To solve some of those problems and challenges, we flatten things out in the star schema design. WE try to minimize the number of jumps we have between the metric data and the dimensions we’re going to slice that data by — such as time and so on.
So you will notice in the item table that we don’t have a separate category table. We have the category description with the item. If we looked at that table, the category description would be repeated over and over. In a transactional database design this would be considered a terrible design! In OLTP it would be considered inefficient and the wrong way to design a database.
This is true if your goal is to design a transactional database optimized for inserts. But when querying data this design makes it super easy for users and honestly in most data warehouses 98% of your storage is in the fact tables. These other tables might be 2%, so the “wasted space” really doesn’t matter.
Why do we call this a star? Quite simply we call it a star because that’s what it looks like. If we look at this schema when were done with it we actually have something that looks like a star. So we give it the name “Star Schema”. It may be a silly reason to call it a star schema, but that’s the reason.
What you’re looking for is that you don’t have a lot of joins between the dimension tables. For any query we’ll have one join to get any piece of information joined to the fact table. We’ll look at a query example in a moment.

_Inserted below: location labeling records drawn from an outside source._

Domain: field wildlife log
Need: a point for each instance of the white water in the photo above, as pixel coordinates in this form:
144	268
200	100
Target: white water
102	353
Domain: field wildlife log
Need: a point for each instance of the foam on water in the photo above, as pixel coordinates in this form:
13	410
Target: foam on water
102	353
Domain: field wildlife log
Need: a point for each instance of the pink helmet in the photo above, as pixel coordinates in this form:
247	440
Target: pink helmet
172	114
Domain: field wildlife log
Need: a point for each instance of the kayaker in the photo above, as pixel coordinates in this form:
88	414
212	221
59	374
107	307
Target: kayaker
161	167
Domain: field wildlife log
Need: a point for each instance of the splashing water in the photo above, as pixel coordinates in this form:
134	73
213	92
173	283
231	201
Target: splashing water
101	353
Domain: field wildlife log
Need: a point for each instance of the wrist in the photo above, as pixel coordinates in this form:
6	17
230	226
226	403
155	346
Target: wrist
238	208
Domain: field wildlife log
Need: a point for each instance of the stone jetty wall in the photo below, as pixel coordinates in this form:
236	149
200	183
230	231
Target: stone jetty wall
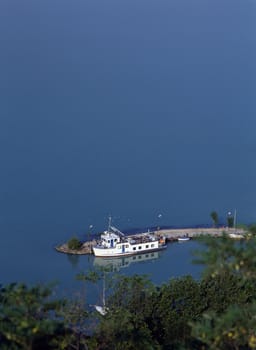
170	234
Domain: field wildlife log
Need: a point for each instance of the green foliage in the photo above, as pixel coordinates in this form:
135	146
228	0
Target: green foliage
74	243
176	303
215	218
234	329
252	229
27	315
230	221
125	326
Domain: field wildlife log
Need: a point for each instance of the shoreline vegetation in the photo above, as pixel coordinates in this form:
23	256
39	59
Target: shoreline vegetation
74	246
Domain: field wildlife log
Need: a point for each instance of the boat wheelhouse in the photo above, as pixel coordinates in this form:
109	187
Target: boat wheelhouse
114	243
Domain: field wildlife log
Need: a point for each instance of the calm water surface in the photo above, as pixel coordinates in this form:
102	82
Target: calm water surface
132	108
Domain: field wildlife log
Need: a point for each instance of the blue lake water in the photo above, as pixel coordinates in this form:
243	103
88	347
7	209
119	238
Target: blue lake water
130	109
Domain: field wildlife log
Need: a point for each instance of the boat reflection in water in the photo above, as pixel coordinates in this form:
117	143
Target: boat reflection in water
115	264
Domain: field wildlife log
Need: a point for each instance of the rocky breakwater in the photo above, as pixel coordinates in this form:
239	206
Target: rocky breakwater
174	234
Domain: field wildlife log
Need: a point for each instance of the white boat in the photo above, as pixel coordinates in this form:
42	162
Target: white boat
183	238
114	243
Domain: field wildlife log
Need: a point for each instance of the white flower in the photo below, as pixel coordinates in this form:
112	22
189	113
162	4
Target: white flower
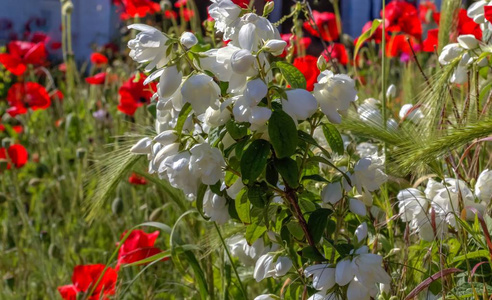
449	53
170	81
148	46
179	174
323	276
391	92
332	193
483	187
411	202
300	104
251	30
215	207
188	40
415	114
206	163
143	146
361	232
201	92
357	207
368	175
334	94
276	47
224	12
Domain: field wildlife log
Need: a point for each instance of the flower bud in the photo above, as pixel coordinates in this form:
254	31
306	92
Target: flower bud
6	142
276	47
188	40
391	92
268	8
322	64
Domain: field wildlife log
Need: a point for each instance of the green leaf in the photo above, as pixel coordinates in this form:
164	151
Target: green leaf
254	232
333	138
317	223
293	76
283	134
243	206
237	131
257	194
365	35
183	115
254	160
287	167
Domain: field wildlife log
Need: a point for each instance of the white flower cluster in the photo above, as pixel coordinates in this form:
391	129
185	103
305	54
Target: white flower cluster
430	212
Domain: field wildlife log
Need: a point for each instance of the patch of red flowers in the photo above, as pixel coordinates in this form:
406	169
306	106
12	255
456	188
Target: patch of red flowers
22	96
137	8
138	246
17	154
308	67
85	277
98	59
134	94
326	22
300	44
337	51
137	180
22	54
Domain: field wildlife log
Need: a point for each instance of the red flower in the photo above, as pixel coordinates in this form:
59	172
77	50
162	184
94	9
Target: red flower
398	45
427	9
16	153
403	17
98	59
98	79
431	41
299	43
135	94
337	51
83	279
22	96
22	54
137	8
137	180
466	25
326	22
309	68
138	246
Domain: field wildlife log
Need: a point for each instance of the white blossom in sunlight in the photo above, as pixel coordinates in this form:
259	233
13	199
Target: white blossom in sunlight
334	93
148	46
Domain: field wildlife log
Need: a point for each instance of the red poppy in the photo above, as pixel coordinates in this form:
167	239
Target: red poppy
337	51
309	68
402	17
299	43
17	154
326	22
137	8
22	96
137	180
98	59
488	12
134	94
83	279
398	45
22	54
466	25
427	9
430	43
138	246
98	79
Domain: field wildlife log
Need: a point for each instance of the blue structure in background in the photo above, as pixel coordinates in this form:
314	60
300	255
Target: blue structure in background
356	13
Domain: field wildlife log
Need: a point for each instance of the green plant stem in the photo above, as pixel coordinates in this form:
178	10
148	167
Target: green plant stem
230	260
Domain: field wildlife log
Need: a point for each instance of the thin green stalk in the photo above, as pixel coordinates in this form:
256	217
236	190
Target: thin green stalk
232	263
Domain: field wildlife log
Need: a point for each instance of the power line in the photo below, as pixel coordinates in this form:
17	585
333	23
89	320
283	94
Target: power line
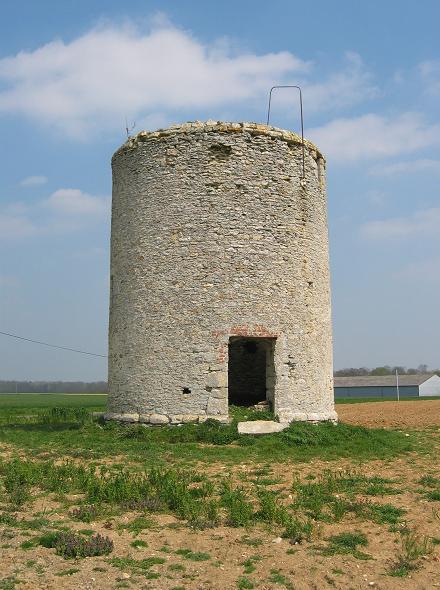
52	345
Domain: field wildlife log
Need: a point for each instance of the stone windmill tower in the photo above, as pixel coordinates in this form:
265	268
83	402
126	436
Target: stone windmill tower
220	290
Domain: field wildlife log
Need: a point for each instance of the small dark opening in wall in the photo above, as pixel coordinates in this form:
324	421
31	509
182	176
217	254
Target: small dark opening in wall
251	370
220	151
250	346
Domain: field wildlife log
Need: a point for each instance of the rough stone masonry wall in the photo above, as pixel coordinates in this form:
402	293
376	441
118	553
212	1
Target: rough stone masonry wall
214	235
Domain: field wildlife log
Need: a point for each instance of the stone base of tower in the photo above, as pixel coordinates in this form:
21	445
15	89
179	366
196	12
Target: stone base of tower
162	419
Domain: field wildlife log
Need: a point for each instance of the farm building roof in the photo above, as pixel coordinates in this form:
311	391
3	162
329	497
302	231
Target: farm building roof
381	380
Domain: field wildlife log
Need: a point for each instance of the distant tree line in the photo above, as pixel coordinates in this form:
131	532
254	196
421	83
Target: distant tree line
53	387
385	370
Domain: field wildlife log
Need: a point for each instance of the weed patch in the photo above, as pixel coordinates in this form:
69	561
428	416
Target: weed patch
413	548
71	545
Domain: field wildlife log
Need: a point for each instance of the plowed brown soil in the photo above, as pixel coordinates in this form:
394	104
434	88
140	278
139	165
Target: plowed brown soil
403	414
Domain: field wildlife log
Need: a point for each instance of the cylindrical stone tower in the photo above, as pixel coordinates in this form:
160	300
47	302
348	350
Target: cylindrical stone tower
220	290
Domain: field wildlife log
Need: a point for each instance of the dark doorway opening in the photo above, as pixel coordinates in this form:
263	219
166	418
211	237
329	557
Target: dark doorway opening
251	374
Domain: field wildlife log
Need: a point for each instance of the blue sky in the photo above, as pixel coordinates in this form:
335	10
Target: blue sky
72	73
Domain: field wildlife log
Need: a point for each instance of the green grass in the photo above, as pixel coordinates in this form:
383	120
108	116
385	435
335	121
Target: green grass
413	548
71	432
31	402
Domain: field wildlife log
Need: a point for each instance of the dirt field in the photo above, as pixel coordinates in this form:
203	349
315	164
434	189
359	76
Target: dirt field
391	502
403	414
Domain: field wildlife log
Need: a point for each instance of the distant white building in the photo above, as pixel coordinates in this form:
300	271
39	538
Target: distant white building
386	386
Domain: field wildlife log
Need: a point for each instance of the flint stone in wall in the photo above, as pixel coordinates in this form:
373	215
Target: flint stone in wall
159	419
216	406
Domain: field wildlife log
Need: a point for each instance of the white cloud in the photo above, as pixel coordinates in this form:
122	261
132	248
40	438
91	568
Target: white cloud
33	181
64	211
406	167
351	85
110	73
420	223
70	201
16	226
373	136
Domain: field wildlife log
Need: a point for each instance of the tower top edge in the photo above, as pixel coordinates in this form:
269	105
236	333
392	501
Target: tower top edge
197	127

I will mention in passing that you might hear the term “Snowflake Schema”, and a snowflake is a star that develops more complexity. Let’s say I had a model table that was connected to my items table. I then connect the Model table to my Items table. Now you can see that my design doesn’t look as much like a star, but starts to look like something else. If you imagine a snowflake, it has this type o radial spiral pattern.
Some people think Snowflakes are bad, others think they’re fine. I’m a little agnostic about this. Sometimes it’s necessary, but one thing to keep in mind is that in this design the Model key needs to have a key in the Item table. We could just as easily put these attributes into the Item table directly. That design would work fine and would maintain the Star Schema shape.
There will always be a disagreement whether Snowflake Schema is good or bad. If you get carried away with snowflaking your design, you’ll end up right back at a 3rd Normal form (so be careful!).
So that’s what the Star Schema looks like. Let’s just look at why this makes queries so much easier. Here’s a typical query that we might use on a star schema, where we want sales with inner joins. Each of these joins is to a single table. We don’t need to join Item to some other table and the other table to yet another table as we would din a 3rd normal form database.
So to join any piece of information to the fact table we have only one join to a dimension table. We have a where clause here, and if we want to drill down we just keep adding to the WHERE clause.
So that’s my sales for the week, and if I want to drill down to the west I can do that. If I want category join that dimension. It’s very quick to build.
This query is very simple. Its’ easy to follow. It’s pretty easy for end-user tools to do this kind of thing where you keep adding to the where clause to drill down.
That’s how a star scheme looks, why we build it and how you use it.